Billy also laboriously rose, rattling his chains. The truth would free you, Chancellor. Whatever you think, those ‘crazed geometries’ rule the universe. You half-know this. Respect your intellect. Why not go further, break from your umwelt? The life that teems on Helliconia is a product of those crazed geometries you scoff at.
“That A-type sun you know as Freyr is a gigantic hydrogen fusion-reactor, pouring out high-energy emissions. When Batalix and its planets took up orbits round it, eight million years ago, they were subjected to bombardments of X rays and ultraviolet radiation. The effect on the then-sluggish Helliconian biosphere was profound. There was rapid genetic change. Dramatic mutations occurred. Some new forms survived. One animal species in particular rose to challenge the supremacy previously enjoyed by a much older species—”
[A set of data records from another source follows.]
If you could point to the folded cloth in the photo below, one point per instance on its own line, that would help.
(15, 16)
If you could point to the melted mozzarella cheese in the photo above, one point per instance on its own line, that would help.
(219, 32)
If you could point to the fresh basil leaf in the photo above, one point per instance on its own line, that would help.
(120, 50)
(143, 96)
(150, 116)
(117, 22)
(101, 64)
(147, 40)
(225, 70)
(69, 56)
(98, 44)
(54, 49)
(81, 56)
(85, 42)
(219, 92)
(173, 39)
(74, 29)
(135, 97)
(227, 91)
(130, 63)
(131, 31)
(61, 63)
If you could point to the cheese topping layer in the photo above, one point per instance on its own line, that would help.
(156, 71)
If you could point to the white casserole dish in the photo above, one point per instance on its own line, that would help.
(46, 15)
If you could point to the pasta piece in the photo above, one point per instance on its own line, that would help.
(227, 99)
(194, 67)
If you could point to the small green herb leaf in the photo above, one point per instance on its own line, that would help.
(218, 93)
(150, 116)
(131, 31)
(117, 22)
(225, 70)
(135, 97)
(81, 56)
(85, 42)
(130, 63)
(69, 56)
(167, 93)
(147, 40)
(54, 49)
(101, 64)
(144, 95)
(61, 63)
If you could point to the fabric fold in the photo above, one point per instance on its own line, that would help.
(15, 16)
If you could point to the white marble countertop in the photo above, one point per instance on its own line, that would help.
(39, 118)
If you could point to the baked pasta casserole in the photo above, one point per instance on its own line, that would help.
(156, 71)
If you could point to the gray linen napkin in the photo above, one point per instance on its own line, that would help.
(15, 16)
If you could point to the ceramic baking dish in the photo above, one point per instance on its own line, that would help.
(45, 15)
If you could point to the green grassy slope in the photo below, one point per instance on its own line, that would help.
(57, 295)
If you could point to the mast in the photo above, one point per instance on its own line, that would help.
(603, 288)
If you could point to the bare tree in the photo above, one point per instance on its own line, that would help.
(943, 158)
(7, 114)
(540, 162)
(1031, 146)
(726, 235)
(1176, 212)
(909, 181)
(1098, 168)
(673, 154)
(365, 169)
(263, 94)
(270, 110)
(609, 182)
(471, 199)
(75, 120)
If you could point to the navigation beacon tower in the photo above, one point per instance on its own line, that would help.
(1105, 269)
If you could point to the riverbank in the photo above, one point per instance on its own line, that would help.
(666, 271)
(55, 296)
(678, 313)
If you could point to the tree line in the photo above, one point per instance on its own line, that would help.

“No more of this,” cried SartoriIrvrash, waving a hand in dismissal. “What is this about species changing into other species? Can a dog become an arang, or a hoxney a kaidaw? Everyone knows at least that every animal has its place, and humans their place. So the All-Powerful has ordained.”
“You’re an atheist! You don’t believe in the All-Powerful!”
Confused, the chancellor shook his head. “I’d prefer to be ruled by the All-Powerful than by your crazed geometries… I had hoped to make a present of you to King JandolAnganol, but you would drive him madder than he is already.”